Maria Stuart wird von vielen Schotten als grandios gescheiterte Heldin verehrt. Eine Ausstellung will die hingerichtete Königin von den vielen Legenden befreien und zeigen, dass das Schottland der Renaissance ein wichtiger Teil Europas war und sich kulturell und politisch hervorgetan hat.

Von Werner Bloch |
    Am Anfang steht der Schock. Wer die Ausstellung "Mary Queen of Scots" im Schottischen Nationalmuseum in Edinburgh besucht, der prallt am Eingang geradezu zurück vor diesem ganz in schwarz gehaltenen, monumentalen Gemälde mit barocker Überwältigungsästhetik. Was für eine Frau! 1,80 Meter ruhige Selbstgewissheit, perfekte Haltung, stoische Heiterkeit - Sekunden vor der eigenen Hinrichtung. Eine Königin, in ihrer schwersten Stunde, ganz in sich ruhend – das Stundenbuch in der einen Hand, das Kruzifix in der anderen. David Lasseron, Leiter der "schottischen Galerien" im Nationalen Museum von Schottland:

    "Dies ist das berühmte Bild eines unbekannten Malers, das Auftragswerk einer Augenzeugin, die bei der Hinrichtung dabei war. Das Gemälde wurde 20 Jahre nach der Exekution in Auftrag gegeben. Wenn Sie irgendein schottisches Schulmädchen danach fragen, wie Mary aussah, dann wird sie ihnen sagen: genau so. Diese Halskrause, das rotbraune Haar. Man sieht auf der linken Seite des Bildes die Szene der Exekution. Mary kniet da fast nackt, in einer Art rotem Mieder. Das ist die Farbe einer katholischen Märtyrerin - und so passt die Szene gut zu dem Arrangement von religiösen und politischen Bedeutungen."

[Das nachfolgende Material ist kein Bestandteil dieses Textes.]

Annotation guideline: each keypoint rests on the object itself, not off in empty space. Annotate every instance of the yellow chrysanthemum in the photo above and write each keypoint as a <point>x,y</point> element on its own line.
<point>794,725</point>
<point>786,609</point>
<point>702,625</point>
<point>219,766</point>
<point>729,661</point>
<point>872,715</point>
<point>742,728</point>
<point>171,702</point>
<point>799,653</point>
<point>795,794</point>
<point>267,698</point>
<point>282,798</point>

    Eine Königin lässt man nicht hinrichten, so die Ethik der Zeit. Deshalb hatte die andere Königin, Elisabeth I. von England, auch so lange gezögert, das Todesurteil zu unterschreiben. Man muss dieses Bild als das lesen, was es ist: als eine Art Heiligenbild und politische Demonstration in einem. Vor allem, wenn man das mit Marys Wahlspruch verbindet, den sie in den 20 Jahren ihrer Gefangenschaft auf einen sehr langen Wandteppich stickte: "My end is my beginning". Nach ihrem Tod wurde Mary noch berühmter, als sie es vorher schon war, und triumphierte gleichsam posthum über ihre Rivalin Elisabeth, als Mutter von James VI., der als James I. König von England wurde und beide Reiche vereinigte.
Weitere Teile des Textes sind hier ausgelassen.